The reduction of the time for oxygen uptake by cells after NADH indicates an improved utilization of oxygen, which points to a higher availability of NADH and, due to this, a greater ATP level in the cells. The increase of ATP in the cells was about 7 percent on average. In conjunction with the lower lactate levels, this means that the athletes can exercise for a longer period of time in the aerobic phase. This leads to better endurance and performance, particularly for marathon runners.
Researchers at the University of Jyvaskyla, in Finland, also examined the efficacy of NADH in improving physical performance in a placebo-controlled study. The results confirmed the findings of the University of Freiburg study. The lactate level in the blood, measured after a aerobic running test, was significantly lower after intake of NADH than after placebo. Also, the jumping force was higher and the reaction times were faster after taking NADH.

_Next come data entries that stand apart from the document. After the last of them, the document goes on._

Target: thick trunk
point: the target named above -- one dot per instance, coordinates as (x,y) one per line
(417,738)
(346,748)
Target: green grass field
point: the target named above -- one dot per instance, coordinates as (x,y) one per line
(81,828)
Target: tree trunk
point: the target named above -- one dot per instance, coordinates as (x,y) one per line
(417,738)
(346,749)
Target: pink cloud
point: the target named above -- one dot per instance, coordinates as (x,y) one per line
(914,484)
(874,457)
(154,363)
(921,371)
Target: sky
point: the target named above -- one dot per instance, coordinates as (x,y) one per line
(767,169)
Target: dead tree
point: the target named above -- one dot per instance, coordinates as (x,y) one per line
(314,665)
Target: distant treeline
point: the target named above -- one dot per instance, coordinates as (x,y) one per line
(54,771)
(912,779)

In the research department of the Birkmayer Institute, a blood test was developed by which researchers can examine the energizing effect of NADH. NADH is added to a drop of blood in a test tube, and the blood cells take up the NADH immediately. Depending on the ATP pool present in these blood cells, they metabolize a lot of or little amounts of NADH. If the blood cells contain high amounts of ATP, then little NADH is metabolized and converted to ATP by the blood cells. If the ATP reserve of the cells is low, then a lot of NADH is metabolized and used for ATP production. Marathon runners before a race have a high ATP energy level, so their blood cells consume very little NADH for ATP production. After the race, the athletes have a very low energy level, and the blood test performed after the race shows a strongly increased consumption of NADH. Using this blood test, we examined the effect of NADH on the energy level of marathon runners. Athletes taking 30 mg NADH per day for four weeks showed a significantly lower consumption of NADH, corresponding to a higher ATP energy level than the athletes taking placebo. This effect was observed in all phases of the race (in the morning, after warm-ups, after the race, and then 24 hours after the race).